Ainsi, si les temps de chargement ont été considérablement réduits, le jeu n'a pas subi beaucoup d'autres améliorations techniques. Visuellement moins convaincant que l'épisode réalisé par Eurocom, le soft affiche pas mal de bugs d'affichage, clignotement de sprites et même parfois des plantages au détour d'une cut-scene. C'est rare mais le résultat fait vraiment pâle figure en comparaison des productions actuelles, et surtout l'ensemble ne pourra que décevoir ceux qui attendaient une évolution par rapport à La Chambre des Secrets.
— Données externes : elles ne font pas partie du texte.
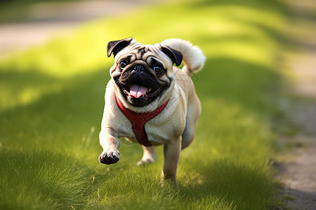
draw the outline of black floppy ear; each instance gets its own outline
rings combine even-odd
[[[130,37],[124,39],[110,41],[107,43],[107,57],[110,57],[112,52],[114,56],[115,57],[117,52],[119,52],[119,51],[123,50],[123,48],[128,46],[132,40],[133,38]]]
[[[176,64],[177,66],[181,64],[182,59],[183,58],[181,52],[176,50],[167,46],[162,46],[162,50],[171,59],[172,62]]]

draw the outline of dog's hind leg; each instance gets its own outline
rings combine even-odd
[[[162,168],[162,181],[170,180],[177,184],[176,173],[181,152],[181,136],[164,145],[164,162]]]
[[[156,162],[156,148],[154,146],[142,146],[144,154],[142,159],[137,162],[138,166],[143,165],[146,163],[152,163]]]

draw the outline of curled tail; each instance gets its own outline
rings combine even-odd
[[[187,75],[191,76],[192,74],[200,71],[204,65],[206,57],[203,52],[190,41],[169,38],[162,41],[162,43],[182,52],[185,64],[182,70]]]

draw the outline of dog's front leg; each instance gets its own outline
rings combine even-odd
[[[142,146],[144,153],[142,159],[137,162],[138,166],[143,165],[146,163],[152,163],[156,161],[156,148],[154,146]]]
[[[181,152],[181,136],[164,146],[164,163],[162,169],[162,180],[171,180],[177,184],[176,174]]]
[[[117,132],[110,127],[103,128],[100,132],[100,144],[103,152],[99,156],[101,163],[110,164],[119,161],[119,140]]]

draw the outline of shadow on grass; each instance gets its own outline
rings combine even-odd
[[[25,82],[21,83],[22,87],[30,85],[36,80],[41,78],[41,75],[34,73],[24,72],[20,75],[19,73],[16,74],[18,78],[25,79]],[[237,103],[241,106],[245,107],[245,109],[254,115],[260,115],[263,111],[262,108],[264,108],[262,107],[267,106],[265,97],[270,97],[272,94],[270,92],[271,91],[270,88],[272,88],[270,86],[265,87],[263,85],[273,83],[273,86],[278,83],[279,78],[275,73],[268,68],[228,58],[209,60],[204,69],[197,76],[199,77],[196,81],[197,92],[200,96],[202,104],[204,100],[208,99],[220,99],[228,103]],[[263,196],[262,193],[265,193],[265,190],[270,192],[268,188],[271,187],[270,186],[268,186],[268,188],[265,188],[267,187],[266,186],[256,186],[256,182],[263,185],[267,183],[269,184],[269,182],[264,180],[263,181],[263,179],[267,178],[264,174],[256,172],[256,169],[248,169],[244,166],[225,160],[214,162],[211,155],[203,158],[209,160],[209,164],[205,167],[197,169],[202,183],[199,184],[199,181],[195,180],[192,185],[183,184],[179,189],[178,195],[171,195],[172,196],[170,192],[156,195],[162,190],[152,188],[159,186],[157,176],[149,178],[148,181],[153,182],[149,186],[147,183],[146,184],[146,181],[143,177],[152,176],[154,174],[153,172],[154,173],[160,172],[162,158],[160,158],[158,164],[154,166],[151,172],[147,174],[140,172],[140,176],[139,175],[142,169],[134,167],[135,163],[141,156],[141,150],[139,146],[122,145],[120,148],[121,160],[117,164],[105,167],[99,164],[97,158],[101,151],[101,148],[98,144],[98,134],[104,106],[105,88],[108,79],[108,70],[100,70],[93,74],[60,80],[43,76],[44,80],[37,83],[38,88],[41,88],[41,84],[44,86],[49,86],[51,83],[60,83],[63,87],[62,89],[55,92],[44,94],[41,98],[33,103],[4,111],[0,118],[0,130],[2,134],[1,137],[2,146],[0,152],[2,158],[4,156],[6,161],[10,162],[10,164],[2,165],[3,173],[4,173],[3,177],[8,179],[15,178],[15,177],[17,176],[15,174],[16,172],[14,170],[15,166],[27,168],[27,164],[25,165],[22,162],[20,162],[20,160],[37,162],[38,167],[40,169],[36,169],[34,172],[32,173],[37,173],[37,172],[45,173],[46,178],[43,178],[41,174],[37,174],[36,177],[39,176],[41,178],[47,178],[48,181],[51,181],[53,185],[52,186],[48,185],[45,188],[41,186],[44,185],[41,182],[35,185],[35,187],[27,185],[29,187],[39,188],[39,189],[34,188],[34,192],[32,192],[33,196],[39,197],[39,195],[42,193],[41,192],[42,190],[46,190],[47,188],[50,188],[49,190],[47,190],[48,192],[45,195],[51,197],[51,200],[47,202],[47,204],[45,203],[45,200],[41,201],[41,206],[46,206],[51,202],[58,202],[60,199],[61,200],[65,200],[65,202],[62,202],[63,204],[75,205],[76,201],[72,200],[71,197],[80,197],[84,193],[82,190],[88,192],[88,195],[84,194],[86,192],[84,193],[86,195],[86,198],[90,197],[95,202],[98,200],[97,197],[101,199],[102,201],[107,198],[112,201],[112,206],[119,206],[122,204],[129,202],[129,198],[117,200],[117,202],[113,202],[116,200],[117,193],[129,193],[129,197],[135,193],[135,196],[138,196],[138,198],[133,204],[129,203],[129,205],[135,205],[135,208],[140,206],[159,206],[162,202],[166,202],[164,204],[166,209],[173,206],[174,202],[178,202],[178,205],[183,207],[192,205],[193,208],[195,206],[192,204],[197,204],[199,202],[202,202],[203,200],[211,201],[217,199],[218,206],[223,206],[223,205],[227,206],[228,208],[230,206],[244,206],[244,203],[249,204],[250,202],[251,205],[254,203],[253,206],[255,206],[254,209],[260,209],[256,206],[256,202],[262,204],[262,202],[258,202],[258,200],[270,197],[267,195]],[[254,80],[257,83],[254,83]],[[12,84],[11,86],[14,85]],[[263,90],[262,90],[263,87]],[[274,88],[272,89],[273,90]],[[258,92],[263,94],[258,95]],[[206,113],[211,111],[208,111]],[[96,128],[96,131],[92,134],[91,127]],[[208,130],[200,130],[199,132],[207,135]],[[18,153],[19,151],[32,151],[33,150],[43,150],[44,151],[37,153],[37,155],[32,155],[32,152],[30,154],[22,153],[19,155]],[[46,150],[50,152],[46,153],[45,152]],[[184,151],[184,153],[185,152]],[[65,158],[58,159],[58,157],[60,155]],[[37,155],[39,155],[39,158]],[[72,160],[70,160],[70,158],[74,160],[77,163],[74,165]],[[53,168],[51,168],[50,164],[53,164]],[[132,165],[133,167],[131,167]],[[67,166],[67,168],[65,170],[55,171],[54,169],[58,168],[59,166],[62,167]],[[58,188],[61,186],[60,186],[60,183],[57,183],[58,178],[56,177],[62,176],[61,174],[63,174],[65,176],[72,174],[73,167],[74,169],[79,169],[74,175],[79,176],[73,177],[73,178],[74,180],[79,179],[81,184],[88,187],[86,187],[86,190],[82,188],[78,190],[77,188],[74,192],[72,192],[72,194],[70,194],[70,195],[65,196],[64,195],[65,191]],[[194,167],[185,167],[185,168],[189,170],[196,170]],[[18,169],[16,170],[18,172]],[[26,170],[27,171],[27,169]],[[199,170],[201,171],[199,172]],[[121,180],[121,183],[117,183],[117,176],[118,176],[117,174],[121,174],[121,173],[125,174],[124,176],[126,176],[126,178],[123,180],[123,182]],[[25,178],[25,181],[33,178],[33,175],[32,175],[33,174],[29,174]],[[98,181],[94,183],[93,186],[91,184],[92,176],[98,177]],[[121,176],[119,177],[121,179]],[[234,178],[230,177],[234,177]],[[238,178],[237,182],[230,182],[232,180],[235,181],[236,177]],[[131,181],[129,181],[130,178]],[[190,176],[185,176],[183,181],[190,178]],[[55,181],[49,181],[52,179]],[[71,181],[67,183],[66,186],[71,185]],[[108,185],[103,184],[103,183],[109,183],[109,181],[112,183],[110,188]],[[143,186],[142,186],[142,183],[143,183]],[[124,187],[119,187],[119,185],[125,186],[126,188],[133,188],[137,186],[138,186],[138,189],[139,188],[148,188],[146,192],[153,190],[149,194],[152,195],[152,199],[151,199],[152,197],[148,197],[148,194],[140,196],[139,192],[137,190],[127,192]],[[15,190],[20,187],[20,183],[11,185],[9,183],[7,186]],[[77,188],[76,186],[73,187]],[[81,186],[78,186],[78,188],[81,188]],[[111,195],[108,194],[110,193],[108,192],[109,189],[112,189],[116,192]],[[244,191],[256,190],[257,189],[262,190],[261,193],[254,193],[258,197],[244,197],[242,194]],[[145,190],[145,189],[143,190]],[[25,190],[25,191],[21,191],[20,193],[20,196],[24,197],[29,192]],[[166,195],[171,197],[166,198],[164,197]],[[262,198],[261,198],[261,197]],[[190,200],[181,203],[188,197]],[[126,199],[125,202],[124,199]],[[192,203],[191,201],[192,201]],[[100,201],[97,202],[99,202]],[[263,202],[268,204],[270,201]],[[103,206],[105,204],[107,203],[101,202],[100,205]],[[216,203],[212,204],[212,205],[217,205]],[[78,205],[82,206],[84,204],[81,203]]]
L'avantage des différentes adaptations d'Harry Potter, c'est de proposer des aventures qui, même si elles sont inspirées du même livre, varient sensiblement. La progression proposée sur PS2, Xbox et GameCube est donc la même, mais elle est différente des volets PC ou PSOne. Le déroulement de l'histoire s'arrête ici plus longuement sur la boutique d'Ollivander, où vous récupérerez votre baguette magique et apprendrez à utiliser le sort Flipendo, et s'intéresse ensuite à d'autres aspects moins développés dans les autres opus. L'apprentissage de nouveaux sorts entraîne généralement un défi à compléter, avec moult séquences de plates-formes à la clé. Certains ennemis sont inédits et on retrouve avec plaisir la possibilité d'attraper et de lancer les petites créatures comme les korrigans.
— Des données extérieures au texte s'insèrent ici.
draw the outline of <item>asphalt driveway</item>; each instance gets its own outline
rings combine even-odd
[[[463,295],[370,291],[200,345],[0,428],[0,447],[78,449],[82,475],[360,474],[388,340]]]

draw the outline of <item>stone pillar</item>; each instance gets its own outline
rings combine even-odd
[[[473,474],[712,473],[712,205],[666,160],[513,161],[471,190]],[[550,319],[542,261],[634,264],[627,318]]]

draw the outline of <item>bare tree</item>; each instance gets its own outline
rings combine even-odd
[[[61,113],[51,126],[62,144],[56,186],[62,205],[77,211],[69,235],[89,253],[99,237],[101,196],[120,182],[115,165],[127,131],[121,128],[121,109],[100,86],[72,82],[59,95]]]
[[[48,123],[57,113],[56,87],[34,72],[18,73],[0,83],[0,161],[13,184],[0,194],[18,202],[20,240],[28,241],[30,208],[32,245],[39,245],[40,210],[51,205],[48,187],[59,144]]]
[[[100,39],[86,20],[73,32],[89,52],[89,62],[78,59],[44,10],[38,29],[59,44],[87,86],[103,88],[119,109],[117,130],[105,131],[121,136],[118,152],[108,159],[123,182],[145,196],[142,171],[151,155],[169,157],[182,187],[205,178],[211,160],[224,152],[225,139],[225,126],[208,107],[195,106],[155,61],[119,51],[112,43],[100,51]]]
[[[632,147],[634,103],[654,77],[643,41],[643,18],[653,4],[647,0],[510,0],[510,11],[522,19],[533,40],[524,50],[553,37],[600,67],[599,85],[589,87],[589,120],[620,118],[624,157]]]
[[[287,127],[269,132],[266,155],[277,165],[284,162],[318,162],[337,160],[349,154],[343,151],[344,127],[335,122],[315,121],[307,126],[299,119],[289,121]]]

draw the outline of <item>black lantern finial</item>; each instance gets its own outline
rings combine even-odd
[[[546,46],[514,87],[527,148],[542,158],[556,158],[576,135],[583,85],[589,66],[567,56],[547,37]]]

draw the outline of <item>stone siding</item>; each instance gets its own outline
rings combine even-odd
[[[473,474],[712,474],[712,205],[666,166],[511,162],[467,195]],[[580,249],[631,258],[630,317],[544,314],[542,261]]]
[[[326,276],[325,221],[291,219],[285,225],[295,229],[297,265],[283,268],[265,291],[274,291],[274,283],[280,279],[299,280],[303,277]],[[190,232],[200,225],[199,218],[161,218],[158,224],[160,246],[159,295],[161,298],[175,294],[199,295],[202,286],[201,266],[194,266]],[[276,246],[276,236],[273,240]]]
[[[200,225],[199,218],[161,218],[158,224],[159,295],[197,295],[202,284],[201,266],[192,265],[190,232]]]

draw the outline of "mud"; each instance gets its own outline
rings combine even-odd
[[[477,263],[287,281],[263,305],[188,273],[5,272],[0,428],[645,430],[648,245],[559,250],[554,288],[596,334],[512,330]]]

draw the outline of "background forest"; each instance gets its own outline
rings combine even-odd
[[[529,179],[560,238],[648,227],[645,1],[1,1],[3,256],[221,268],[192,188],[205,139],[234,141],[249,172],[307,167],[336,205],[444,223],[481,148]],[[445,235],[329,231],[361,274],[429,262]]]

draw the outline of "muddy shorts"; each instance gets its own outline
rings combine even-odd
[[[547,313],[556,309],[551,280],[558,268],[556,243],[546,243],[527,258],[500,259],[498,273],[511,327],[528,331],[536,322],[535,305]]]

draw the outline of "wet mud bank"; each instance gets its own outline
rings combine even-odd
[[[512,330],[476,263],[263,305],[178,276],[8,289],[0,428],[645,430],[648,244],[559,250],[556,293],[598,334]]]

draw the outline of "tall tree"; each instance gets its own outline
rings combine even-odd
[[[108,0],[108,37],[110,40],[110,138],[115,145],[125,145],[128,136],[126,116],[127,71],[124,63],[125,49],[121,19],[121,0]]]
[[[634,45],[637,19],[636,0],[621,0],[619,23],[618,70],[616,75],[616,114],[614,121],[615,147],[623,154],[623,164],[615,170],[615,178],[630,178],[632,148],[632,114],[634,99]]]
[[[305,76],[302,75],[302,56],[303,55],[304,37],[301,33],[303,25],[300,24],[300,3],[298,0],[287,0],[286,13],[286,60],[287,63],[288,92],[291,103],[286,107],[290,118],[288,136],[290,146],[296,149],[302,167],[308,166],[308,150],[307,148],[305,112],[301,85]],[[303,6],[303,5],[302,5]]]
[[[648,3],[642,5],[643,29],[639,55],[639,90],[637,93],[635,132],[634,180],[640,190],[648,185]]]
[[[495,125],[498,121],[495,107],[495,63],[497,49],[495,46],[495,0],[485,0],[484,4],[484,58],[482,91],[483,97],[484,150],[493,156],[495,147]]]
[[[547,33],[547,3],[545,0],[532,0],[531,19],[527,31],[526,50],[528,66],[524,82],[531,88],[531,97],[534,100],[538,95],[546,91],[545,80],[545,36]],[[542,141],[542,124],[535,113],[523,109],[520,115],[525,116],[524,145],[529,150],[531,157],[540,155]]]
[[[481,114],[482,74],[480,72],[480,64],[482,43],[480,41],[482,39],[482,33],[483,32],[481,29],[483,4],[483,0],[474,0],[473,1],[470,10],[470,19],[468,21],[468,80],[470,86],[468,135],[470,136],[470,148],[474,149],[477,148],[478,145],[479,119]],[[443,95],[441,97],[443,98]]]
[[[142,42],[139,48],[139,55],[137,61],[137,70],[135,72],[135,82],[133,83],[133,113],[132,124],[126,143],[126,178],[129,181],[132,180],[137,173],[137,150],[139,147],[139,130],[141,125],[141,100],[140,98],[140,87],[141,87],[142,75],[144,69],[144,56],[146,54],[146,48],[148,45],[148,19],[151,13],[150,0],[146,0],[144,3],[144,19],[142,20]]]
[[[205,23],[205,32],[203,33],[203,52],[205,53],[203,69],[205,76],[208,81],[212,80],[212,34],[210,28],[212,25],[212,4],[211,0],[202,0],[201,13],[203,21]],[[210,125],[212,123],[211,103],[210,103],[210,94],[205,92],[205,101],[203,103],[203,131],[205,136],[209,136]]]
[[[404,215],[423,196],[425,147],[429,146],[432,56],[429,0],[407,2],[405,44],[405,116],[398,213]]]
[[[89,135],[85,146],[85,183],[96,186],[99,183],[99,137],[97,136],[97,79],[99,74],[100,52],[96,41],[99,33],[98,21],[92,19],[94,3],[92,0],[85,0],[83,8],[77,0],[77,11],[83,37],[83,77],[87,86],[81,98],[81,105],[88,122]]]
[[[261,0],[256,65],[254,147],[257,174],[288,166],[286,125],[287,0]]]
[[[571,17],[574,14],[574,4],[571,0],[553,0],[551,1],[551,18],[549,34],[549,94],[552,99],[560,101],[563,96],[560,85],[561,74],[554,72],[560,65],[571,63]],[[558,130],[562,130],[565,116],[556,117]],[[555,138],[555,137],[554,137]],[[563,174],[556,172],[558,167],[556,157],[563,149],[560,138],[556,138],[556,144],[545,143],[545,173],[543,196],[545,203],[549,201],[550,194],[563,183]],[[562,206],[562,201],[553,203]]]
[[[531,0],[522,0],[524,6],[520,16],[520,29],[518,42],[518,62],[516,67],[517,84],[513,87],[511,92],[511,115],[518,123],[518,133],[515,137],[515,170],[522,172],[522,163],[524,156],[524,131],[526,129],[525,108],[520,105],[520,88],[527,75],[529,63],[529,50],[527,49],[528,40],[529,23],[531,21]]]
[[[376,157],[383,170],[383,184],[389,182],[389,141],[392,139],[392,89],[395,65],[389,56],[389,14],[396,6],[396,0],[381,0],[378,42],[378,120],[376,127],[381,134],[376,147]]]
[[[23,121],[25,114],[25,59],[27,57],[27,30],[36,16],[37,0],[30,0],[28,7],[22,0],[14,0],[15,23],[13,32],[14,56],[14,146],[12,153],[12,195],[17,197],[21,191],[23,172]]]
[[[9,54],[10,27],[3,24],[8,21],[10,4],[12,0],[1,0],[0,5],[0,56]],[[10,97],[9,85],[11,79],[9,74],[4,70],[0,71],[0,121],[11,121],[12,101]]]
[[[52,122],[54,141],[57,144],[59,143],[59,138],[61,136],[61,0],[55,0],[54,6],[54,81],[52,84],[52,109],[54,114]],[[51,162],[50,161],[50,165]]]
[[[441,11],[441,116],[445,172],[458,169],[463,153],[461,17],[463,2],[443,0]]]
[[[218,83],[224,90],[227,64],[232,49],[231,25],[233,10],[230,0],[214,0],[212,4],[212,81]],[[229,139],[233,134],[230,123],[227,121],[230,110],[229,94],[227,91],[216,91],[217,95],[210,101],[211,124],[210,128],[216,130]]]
Pourtant, le gameplay varie lui aussi sensiblement de ce à quoi l'on était accoutumé. Les sauts sont automatiques pour faciliter la prise en main et atténuer la dimension plate-forme, et les sorts doivent être simplement assignés à différents boutons de la manette et ne requièrent pas de manipulation délicate pour être lancés. Il est également possible de verrouiller une cible et de tourner autour, ce qui est bien pratique pour pallier les angles de vue foireux et la vue subjective beaucoup trop limitée. Les trois quarts du temps, on est obligé de tirer à l'aveuglette et la maniabilité n'est pas vraiment un modèle du genre. Le jeu offrira d'ailleurs des scènes plus tournées vers la discrétion, où Harry devra mettre à contribution sa démarche furtive pour ne pas éveiller l'attention. Il est aussi possible de concentrer son tir et de sauvegarder n'importe où, mais seulement trois fichiers de sauvegarde sont disponibles.
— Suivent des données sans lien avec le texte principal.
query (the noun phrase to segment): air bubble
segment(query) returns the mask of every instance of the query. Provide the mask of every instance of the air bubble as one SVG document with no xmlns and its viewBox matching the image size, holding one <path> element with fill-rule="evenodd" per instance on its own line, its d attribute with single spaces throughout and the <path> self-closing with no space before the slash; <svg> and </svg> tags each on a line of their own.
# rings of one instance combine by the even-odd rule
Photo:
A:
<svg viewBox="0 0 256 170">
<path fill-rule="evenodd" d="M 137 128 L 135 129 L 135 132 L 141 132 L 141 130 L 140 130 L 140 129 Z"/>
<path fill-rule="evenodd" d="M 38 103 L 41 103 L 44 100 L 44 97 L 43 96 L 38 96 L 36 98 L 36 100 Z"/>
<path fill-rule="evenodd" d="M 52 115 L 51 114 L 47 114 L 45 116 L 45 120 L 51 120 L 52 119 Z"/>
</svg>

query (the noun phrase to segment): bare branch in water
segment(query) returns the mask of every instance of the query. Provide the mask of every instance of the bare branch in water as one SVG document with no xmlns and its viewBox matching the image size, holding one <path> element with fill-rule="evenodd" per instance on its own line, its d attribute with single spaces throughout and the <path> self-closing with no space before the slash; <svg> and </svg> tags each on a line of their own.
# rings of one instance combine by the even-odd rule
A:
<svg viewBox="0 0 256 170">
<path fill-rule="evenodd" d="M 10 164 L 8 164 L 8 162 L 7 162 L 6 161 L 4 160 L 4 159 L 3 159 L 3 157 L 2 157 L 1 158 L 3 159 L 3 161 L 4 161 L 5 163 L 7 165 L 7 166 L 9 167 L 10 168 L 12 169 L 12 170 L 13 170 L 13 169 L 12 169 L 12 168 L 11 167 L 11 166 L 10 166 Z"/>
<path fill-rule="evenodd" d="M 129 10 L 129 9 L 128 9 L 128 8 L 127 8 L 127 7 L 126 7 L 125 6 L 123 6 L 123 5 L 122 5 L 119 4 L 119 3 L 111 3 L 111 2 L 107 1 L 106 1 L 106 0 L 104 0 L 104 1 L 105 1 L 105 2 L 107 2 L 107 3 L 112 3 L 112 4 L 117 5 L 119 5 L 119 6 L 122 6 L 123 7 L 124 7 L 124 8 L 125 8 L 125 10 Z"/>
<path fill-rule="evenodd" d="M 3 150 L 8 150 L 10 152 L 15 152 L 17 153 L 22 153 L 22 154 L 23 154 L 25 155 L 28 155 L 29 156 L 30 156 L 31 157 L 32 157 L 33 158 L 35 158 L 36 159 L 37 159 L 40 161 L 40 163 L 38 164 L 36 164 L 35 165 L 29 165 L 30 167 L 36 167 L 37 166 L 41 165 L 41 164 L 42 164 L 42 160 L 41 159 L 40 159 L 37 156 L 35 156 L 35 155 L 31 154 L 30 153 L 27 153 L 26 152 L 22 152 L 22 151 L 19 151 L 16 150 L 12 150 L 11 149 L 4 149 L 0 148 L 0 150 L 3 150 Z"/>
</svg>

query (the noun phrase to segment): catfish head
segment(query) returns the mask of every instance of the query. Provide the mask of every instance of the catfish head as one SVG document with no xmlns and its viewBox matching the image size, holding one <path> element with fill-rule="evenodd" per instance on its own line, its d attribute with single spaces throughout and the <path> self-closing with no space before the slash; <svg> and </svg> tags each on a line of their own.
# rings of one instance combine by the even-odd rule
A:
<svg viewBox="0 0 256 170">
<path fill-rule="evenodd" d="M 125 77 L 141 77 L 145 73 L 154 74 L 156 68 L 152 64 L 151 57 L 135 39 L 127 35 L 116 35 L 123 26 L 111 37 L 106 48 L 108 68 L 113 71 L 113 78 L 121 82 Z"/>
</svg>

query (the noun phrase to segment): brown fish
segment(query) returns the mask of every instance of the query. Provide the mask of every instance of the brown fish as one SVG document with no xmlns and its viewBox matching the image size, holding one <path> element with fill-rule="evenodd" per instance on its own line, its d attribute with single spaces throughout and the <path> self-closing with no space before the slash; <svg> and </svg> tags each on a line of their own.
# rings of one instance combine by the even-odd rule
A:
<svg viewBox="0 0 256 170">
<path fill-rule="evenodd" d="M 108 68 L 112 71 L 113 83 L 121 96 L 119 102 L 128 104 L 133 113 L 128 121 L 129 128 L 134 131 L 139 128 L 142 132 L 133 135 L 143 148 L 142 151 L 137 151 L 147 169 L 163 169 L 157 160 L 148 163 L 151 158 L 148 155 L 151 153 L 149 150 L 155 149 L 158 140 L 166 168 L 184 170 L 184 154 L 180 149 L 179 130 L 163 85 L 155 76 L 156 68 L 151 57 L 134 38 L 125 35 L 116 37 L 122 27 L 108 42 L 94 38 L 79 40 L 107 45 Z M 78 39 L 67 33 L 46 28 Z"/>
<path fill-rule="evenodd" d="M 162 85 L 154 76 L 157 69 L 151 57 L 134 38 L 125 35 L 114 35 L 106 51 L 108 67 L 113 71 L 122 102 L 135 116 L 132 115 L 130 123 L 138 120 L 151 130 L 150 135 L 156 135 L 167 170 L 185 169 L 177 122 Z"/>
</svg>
Même si le plaisir de jeu n'est pas vraiment au rendez-vous et que la réalisation est loin d'être au top, le jeu n'est pas complètement linéaire du fait qu'il permet à maintes reprises de s'écarter de ses objectifs principaux pour explorer Poudlard à la recherche de dragées surprises ou de cartes de sorciers. On retrouve également des phases de quidditch et des affrontements contre des boss, mais finalement, on se force à avancer plus qu'on ne prend plaisir à jouer. Harry Potter A l'Ecole des Sorciers se contente donc de combler un manque dans la ludothèque des consoles 128 bits sans pourtant réussir à satisfaire un public qui a déjà goûté à beaucoup mieux avec La Chambre des Secrets. A voir uniquement si vous ne voulez pas passer à côté d'un nouveau soft estampillé Harry Potter.